Lahir sebagai keturunan berdarah biru, keturunan kiai, tak membuatnya pamer, congkak, dan pongah. Gus Dur justru menyadari, beban moral, dan kultural yang harus dibawanya. Mengalami kecelakaan di masa kecil yang membuat matanya cacat sebelah tak menyurutkan langkahnya untuk terus belajar dan menjadi manusia berarti.
Anwar Hudjono menuturkan bagaimana Gus Dur tak hanya menguasai kitab-kitab klasik seperti kitab kuning, maupun ihya ulumuddin, tetapi juga menguasai Das Kapital Karl Marx saat masih di SLTP. Ia adalah seorang otodidak yang cerdas (h. 67). Di kalangan NU sendiri, ia dianggap sebagai walilullah.
Laku dan kerja kerasnya melampaui jalan sufisme. Ia tak hanya menguasai ilmu pesantren, menggelutinya, dan juga tak menafikkan perannya sebagai manusia yang memiliki kedudukan dan peranan penting dalam wilayah kebangsaan.
Melalui buku-buku dan kekayaan ilmu yang ia baca, Gus Dur mampu menempatkan diri di jalan politik, sosial, maupun wilayah keagamaan dan kemasyarakatan. Bagi Gus Dur, hidupnya tak lebih dari menjalankan titah yang diberikan oleh Tuhan. Karena itulah, gelar yang disandangnya hanyalah sesuatu yang semu.

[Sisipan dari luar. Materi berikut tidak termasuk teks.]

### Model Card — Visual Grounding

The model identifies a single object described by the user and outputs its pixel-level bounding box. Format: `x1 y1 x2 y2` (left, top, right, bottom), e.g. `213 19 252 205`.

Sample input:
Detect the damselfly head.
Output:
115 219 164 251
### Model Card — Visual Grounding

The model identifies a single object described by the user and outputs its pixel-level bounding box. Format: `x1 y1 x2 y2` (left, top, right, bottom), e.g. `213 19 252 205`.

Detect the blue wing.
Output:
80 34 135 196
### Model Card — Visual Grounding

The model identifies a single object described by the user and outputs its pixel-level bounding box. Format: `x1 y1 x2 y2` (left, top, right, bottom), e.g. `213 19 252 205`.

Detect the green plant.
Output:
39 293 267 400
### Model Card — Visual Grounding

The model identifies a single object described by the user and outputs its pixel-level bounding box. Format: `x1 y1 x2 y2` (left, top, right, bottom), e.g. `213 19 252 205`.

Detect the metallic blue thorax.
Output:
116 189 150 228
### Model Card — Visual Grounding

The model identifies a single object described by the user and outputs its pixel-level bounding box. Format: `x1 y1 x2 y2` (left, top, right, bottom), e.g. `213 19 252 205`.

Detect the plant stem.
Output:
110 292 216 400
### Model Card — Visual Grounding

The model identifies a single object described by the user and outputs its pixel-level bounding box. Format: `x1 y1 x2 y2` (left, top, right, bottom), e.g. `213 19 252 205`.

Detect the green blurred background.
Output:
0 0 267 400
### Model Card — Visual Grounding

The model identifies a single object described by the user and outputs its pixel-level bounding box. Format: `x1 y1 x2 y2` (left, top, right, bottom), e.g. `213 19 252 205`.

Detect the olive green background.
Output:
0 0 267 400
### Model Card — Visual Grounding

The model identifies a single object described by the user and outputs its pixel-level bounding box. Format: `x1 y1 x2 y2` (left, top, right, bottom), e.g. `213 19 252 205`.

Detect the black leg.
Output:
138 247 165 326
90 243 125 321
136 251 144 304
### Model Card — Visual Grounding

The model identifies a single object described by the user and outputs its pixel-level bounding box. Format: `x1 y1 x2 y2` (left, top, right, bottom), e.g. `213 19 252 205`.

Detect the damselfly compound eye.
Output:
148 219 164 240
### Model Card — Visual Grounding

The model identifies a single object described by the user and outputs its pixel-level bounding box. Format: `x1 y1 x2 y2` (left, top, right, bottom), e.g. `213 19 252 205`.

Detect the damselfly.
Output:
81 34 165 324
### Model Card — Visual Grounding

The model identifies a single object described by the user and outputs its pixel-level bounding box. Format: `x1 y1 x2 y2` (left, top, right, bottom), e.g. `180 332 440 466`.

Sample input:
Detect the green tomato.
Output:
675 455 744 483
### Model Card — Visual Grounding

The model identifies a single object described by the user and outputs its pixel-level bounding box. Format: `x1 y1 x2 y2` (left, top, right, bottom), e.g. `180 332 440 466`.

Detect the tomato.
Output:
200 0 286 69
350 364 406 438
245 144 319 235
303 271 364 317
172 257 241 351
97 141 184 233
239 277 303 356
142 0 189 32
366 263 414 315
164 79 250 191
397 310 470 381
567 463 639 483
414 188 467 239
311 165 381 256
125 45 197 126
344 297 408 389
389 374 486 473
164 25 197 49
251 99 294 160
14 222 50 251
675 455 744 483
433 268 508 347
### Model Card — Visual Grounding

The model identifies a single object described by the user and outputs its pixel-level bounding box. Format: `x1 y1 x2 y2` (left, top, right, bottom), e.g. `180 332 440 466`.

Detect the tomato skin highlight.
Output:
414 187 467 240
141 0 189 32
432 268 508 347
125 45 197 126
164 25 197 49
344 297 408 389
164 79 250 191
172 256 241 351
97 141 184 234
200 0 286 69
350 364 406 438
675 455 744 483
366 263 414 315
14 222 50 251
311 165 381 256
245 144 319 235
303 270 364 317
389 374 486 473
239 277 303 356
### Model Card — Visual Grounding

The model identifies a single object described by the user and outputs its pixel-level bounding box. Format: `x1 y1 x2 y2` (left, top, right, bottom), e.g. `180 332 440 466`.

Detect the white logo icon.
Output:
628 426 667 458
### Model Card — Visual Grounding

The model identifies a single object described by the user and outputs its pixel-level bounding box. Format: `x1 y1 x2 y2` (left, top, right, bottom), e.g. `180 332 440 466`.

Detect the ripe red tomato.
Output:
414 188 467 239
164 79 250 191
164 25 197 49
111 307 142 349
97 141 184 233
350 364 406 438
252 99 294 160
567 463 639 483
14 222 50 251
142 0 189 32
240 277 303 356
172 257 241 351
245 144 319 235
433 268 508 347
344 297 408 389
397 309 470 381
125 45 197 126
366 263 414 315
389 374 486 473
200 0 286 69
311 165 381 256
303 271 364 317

Gus Dur dinilai telah membawa islam yang otentik, yang dimaknai sebagai islam yang membawa rasa aman bagi orang-orang disekitarnya. Ia berjuang dan menempatkan agama sebagai rahmah. Karena itulah, ia sadar dan menyadari bahwa melalui kekuasaan, melalui politik tulis Dawam Rahardjo, ia bisa melakukan perubahan paradigma masyarakat mengenai pluralisme dan multikulturalisme.
Banyak kalangan mengkritik Abdurahman Wahid memaknai pluralisme sebagai upaya menyatukan semua agama. Padahal, apa yang dibawa Gus Dur hanya upaya mengembalikan sesuatu yang sudah dirintis oleh bangsa ini selama ribuan tahun silam melalui semboyan Bhinneka Tunggal Ika.
Menurut Sujiwo Tedjo, untuk melakoni jalan damai, Gus Dur menawarkan sesuatu yang kini semakin hilang. Gus Dur dinilai telah membuka kejujuran jiwa melalui ceplas-ceplosnya. Melalui urakan, yang dekat dengan egalitarian inilah yang saat ini jarang dalam kehidupan kita. Biasanya, setelah orang menjadi besar, ia tampil dengan berbagai tatanan resmi, dan mengukuhkan kekuasaannya. Gus Dur sendiri seperti tampil sebaliknya, ia hadir sebagai oase di tengah kemandekan dan kejumudan berpolitik. Ia hadir dengan celana kolornya tanpa memandang ia sebagai presiden.
Justru karena itulah, istana menjadi dekat dengan rakyat. Gus Dur telah membuka mata bagi kita semua, bahwa pemimpin tak bisa menolak kehendak rakyat. Maka saat ia dimakzulkan, ia lebih rela dan tak melakukan perlawanan. Ia sadar, bahwa kekuasaan hanyalah jalan bagi pengabdian kepada bangsa ini.
Melalui pluralisme yang ia gaungkan, banyak masyarakat minoritas tak merasa sebagai minoritas. Mereka kaum Tionghoa, agama Konghuchu, sampai pada kalangan Ahmadiyah senantiasa merasa aman di bawah kepemimpinan Gus Dur. Islam yang dihadirkan Gus Dur telah membawanya pada jalan islam yang disegani, tanpa harus menggunakan cara-cara kekerasan.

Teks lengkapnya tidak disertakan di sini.